An observational study of patients with mild hypertension has found no evidence to support recent US guideline recommendations that encourage doctors to offer treatment to patients with low-risk mild hypertension.
Researchers from the University of Oxford, Cambridge University and the University of Birmingham looked at the routinely collected medical records of more than 38,000 patients in the UK over a period of 15 years. The patients were aged between 18 and 74, had mild hypertension (UK stage 1: 140-159/90-99mmHg) and had not received any previous treatment for the condition. They compared patients who went on to be treated with antihypertensive medication to those who were not, and found the treatment had no benefit and did not reduce their risk of heart attack or stroke. However, there was evidence of an increased risk of adverse events over the follow-up period of five-to-six years, such as hypotension (low blood pressure), fainting or kidney damage.

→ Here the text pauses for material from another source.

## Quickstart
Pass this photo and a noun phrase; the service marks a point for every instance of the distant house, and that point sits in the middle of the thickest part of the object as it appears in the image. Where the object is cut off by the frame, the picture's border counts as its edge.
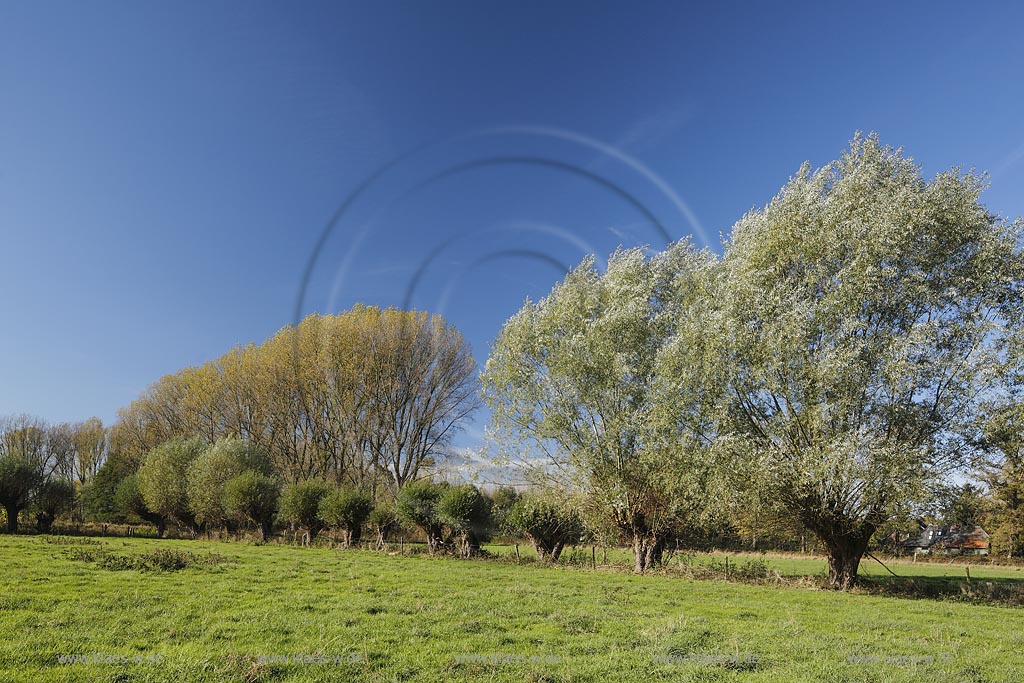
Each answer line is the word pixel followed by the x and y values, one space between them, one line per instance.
pixel 952 540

Dr James Sheppard from Oxford University’s Nuffield Department of Primary Care Health Sciences, who led the study, said: 'We found that, contrary to the latest guideline recommendations, there was no evidence of any benefit to treating patients with low-risk mild hypertension. This suggests that doctors should be cautious when considering hypertension treatment in this group and we would therefore encourage a conversation between a patient and their doctor to decide the best way to treat the condition. Younger patients in particular may prefer to adopt lifestyle changes to reduce their blood pressure, rather than committing to taking antihypertensive drugs for many years.'
'Being an observational study, our data should be interpreted with caution since these studies can sometimes give biased results. The best quality evidence for making clinical decisions comes from clinical trials, yet there are occasions where trials have not been done, or are not possible and so decision-makers rely on expert opinion to form clinical guidelines. To ensure future guideline recommendations for treating low-risk mild hypertension are based on the best-quality evidence, large-scale clinical trials are now needed.'
Jonathan Mant, Professor of Primary Care Research and Head of the Primary Care Unit at the University of Cambridge, said: 'Given that we found tangible evidence of the potential harm of treating people with mild hypertension, and no evidence of benefit, this study does raise questions over the value of initiating drug treatment in such patients.'
The National Institute for Health and Care Excellence (NICE) is currently reviewing its guidelines for treating people with hypertension, which are due to be announced next year.
The study was funded by the Medical Research Council and was supported by the National Institute for Health Research.
The full paper, ‘Benefits and harms of antihypertensive treatment in low-risk patients mild hypertension,’ can be read in JAMA Internal Medicine.